Le rythme doit être suffisant afin que le cheval reste stable et décontracté : pour ne causer aucun dommage aux articulations, le cheval doit être décontracté. Ce travail avec un cheval contracté lui est physiquement préjudiciable. Le pas doit être lent et cadencé pour que le cheval puisse s'engager et fléchir ses articulations.
Selon le niveau de dressage du cheval, elle s'exécute sur trois ou quatre pistes. S'il y a trop d'angle, le cheval descend son garrot, perd de l'engagement et de la locomotion[6]. L'obligité augmente progressivement avec l'habileté du cheval, de l'épaule en avant en phase d'apprentissage jusqu'à 40° au maximum.

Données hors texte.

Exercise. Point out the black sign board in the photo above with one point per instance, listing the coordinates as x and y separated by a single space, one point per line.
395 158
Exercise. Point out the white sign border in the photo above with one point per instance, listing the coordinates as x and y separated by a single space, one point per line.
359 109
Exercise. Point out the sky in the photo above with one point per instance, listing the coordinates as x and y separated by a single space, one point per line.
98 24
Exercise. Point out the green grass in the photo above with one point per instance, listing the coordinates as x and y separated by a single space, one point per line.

À la fin du mouvement, le cheval doit se redresser de lui-même. L'y forcer serait une erreur psychologique car cela reviendrait à le contraindre à une position inverse de celle qu'on vient de lui demander. Un surcroit d'impulsion doit alors suffire à le remettre droit[1].

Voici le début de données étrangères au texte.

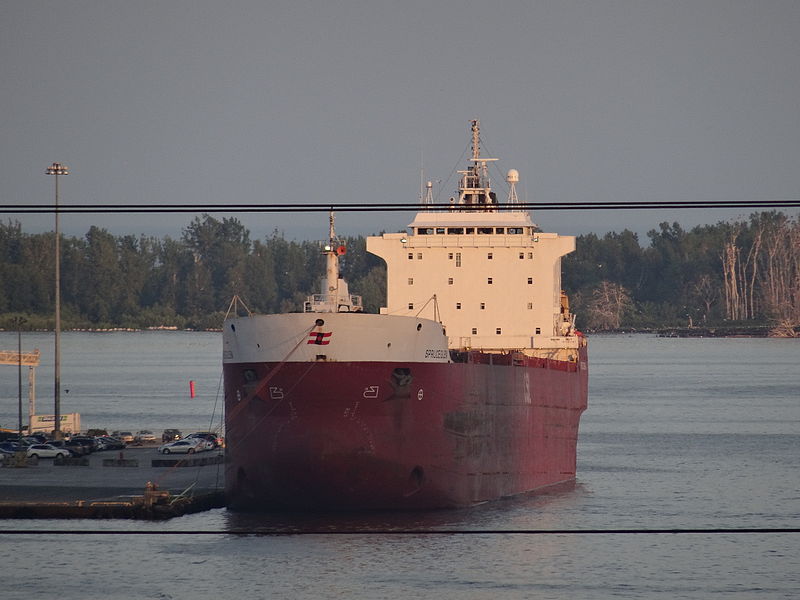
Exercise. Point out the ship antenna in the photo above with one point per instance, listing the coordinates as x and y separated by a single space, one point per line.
332 260
476 139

La faute la plus fréquente est constituée par un cheval qui résiste à la main à cause d'un pli exagéré et qui tombe sur l'épaule intérieure. Le postérieur intérieur alors ne s'engage pas. Une trop forte traction de la main sur la rêne extérieure entraine une perte d'incurvation et une bascule de la tête du cheval.
Si l'épaule en dedans est bien exécutée, le cheval arrive au bout du grand côté plus souple et plus relaxé. Si elle est forcée, il y arrivera encore plus rigide[7].

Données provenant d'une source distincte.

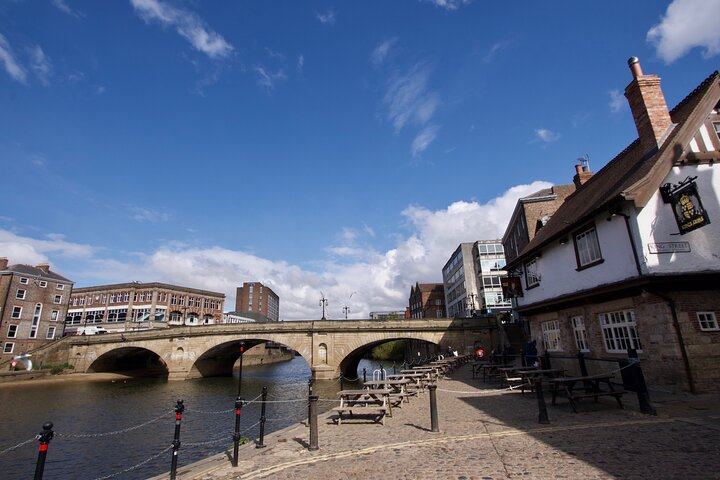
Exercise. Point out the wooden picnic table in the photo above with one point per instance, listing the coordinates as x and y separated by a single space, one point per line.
396 388
531 375
491 369
587 386
373 403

Lorsque le cheval exécute correctement l'épaule en dedans au pas sur les grands côtés, on peut la lui demander sur le cercle. Le travail au trot peut être entrepris quand le cheval exécute l'exercice au pas sans difficulté.
Les demandes d'épaules en dedans doivent être entrecoupées par des temps au pas rênes longues, ou des temps au trot, bien droit, pour remettre le cheval en avant et le relaxer[7].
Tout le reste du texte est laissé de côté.